The trip resulted in 23 Memorandums of Understanding (MoUs) being signed between the two nations, though no specific agreements were prioritized.
What Does Pakistan Need to Do?
Since the SIFC’s creation, Pakistan has attracted $1.45bn in investments, a mere 8.1% increase from last year. Analysts warn that political instability and structural issues prevent the realization of these investments.
Umer Karim, an associate fellow at the King Faisal Center for Research and Islamic Studies, attributes the lack of investment in large part to political instability.
Economic analyst Uzair Younus supports this view, stating that domestic reforms are necessary to build confidence among both domestic and foreign investors.
Khurram Husain, a Karachi-based economist, mentions that while Pakistan seeks more cash-based support from bilateral creditors, the focus should be on managing its external debt.
The analyst adds that facilitating local investors should be a priority, which could then pave the way for foreign investments.
Conclusion
Pakistan’s economic recovery depends on significant foreign investment and internal structural changes. While recent visits to China, Saudi Arabia, and the UAE show promise, the country must first stabilize its domestic environment to attract and sustain these investments.

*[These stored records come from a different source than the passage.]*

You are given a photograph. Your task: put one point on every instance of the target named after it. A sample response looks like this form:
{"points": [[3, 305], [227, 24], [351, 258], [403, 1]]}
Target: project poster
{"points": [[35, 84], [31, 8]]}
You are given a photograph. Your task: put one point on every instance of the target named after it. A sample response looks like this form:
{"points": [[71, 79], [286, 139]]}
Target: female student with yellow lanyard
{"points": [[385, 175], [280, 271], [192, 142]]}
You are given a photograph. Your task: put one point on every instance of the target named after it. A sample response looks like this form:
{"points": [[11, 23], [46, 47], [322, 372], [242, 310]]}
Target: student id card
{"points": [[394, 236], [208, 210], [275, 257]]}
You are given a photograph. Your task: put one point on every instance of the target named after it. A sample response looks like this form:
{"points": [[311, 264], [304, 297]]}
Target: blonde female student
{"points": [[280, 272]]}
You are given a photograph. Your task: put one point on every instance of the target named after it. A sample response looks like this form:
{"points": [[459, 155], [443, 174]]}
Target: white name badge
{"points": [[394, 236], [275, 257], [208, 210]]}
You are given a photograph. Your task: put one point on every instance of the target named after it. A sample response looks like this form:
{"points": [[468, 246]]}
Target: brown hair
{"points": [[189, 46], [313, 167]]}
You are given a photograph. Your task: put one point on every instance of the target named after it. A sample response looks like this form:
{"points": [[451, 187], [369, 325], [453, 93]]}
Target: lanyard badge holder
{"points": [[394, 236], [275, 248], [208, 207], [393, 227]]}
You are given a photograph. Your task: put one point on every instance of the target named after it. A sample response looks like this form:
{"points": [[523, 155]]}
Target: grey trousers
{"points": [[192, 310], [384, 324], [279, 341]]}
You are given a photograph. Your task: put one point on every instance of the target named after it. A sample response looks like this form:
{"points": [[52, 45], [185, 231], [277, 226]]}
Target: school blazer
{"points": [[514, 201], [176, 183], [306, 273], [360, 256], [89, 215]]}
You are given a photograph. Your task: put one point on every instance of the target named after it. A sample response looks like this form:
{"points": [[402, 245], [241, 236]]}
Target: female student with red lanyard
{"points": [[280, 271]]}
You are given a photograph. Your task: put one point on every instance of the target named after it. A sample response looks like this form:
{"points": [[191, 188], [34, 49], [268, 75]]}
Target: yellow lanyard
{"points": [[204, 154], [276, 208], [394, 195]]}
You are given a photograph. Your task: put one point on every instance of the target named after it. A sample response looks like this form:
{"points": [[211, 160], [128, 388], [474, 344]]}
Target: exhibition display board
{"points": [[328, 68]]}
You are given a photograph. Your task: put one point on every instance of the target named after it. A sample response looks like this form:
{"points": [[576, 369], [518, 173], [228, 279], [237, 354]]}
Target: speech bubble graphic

Bold and strategic moves, both internally and externally, are crucial for Pakistan's economic revival. The government must focus on creating a secure and stable political landscape to attract and sustain the much-needed foreign direct investments from its global allies.
Key Takeaways
- Pakistan is in dire need of foreign investment to stabilize its economy.
- Recent high-level visits to China, Saudi Arabia, and the UAE aimed at securing investment commitments.
- Political instability and structural economic issues are major deterrents.
- Domestic reforms are critical for attracting both local and foreign investors.
- Establishing a stable and secure political environment is essential for long-term economic growth.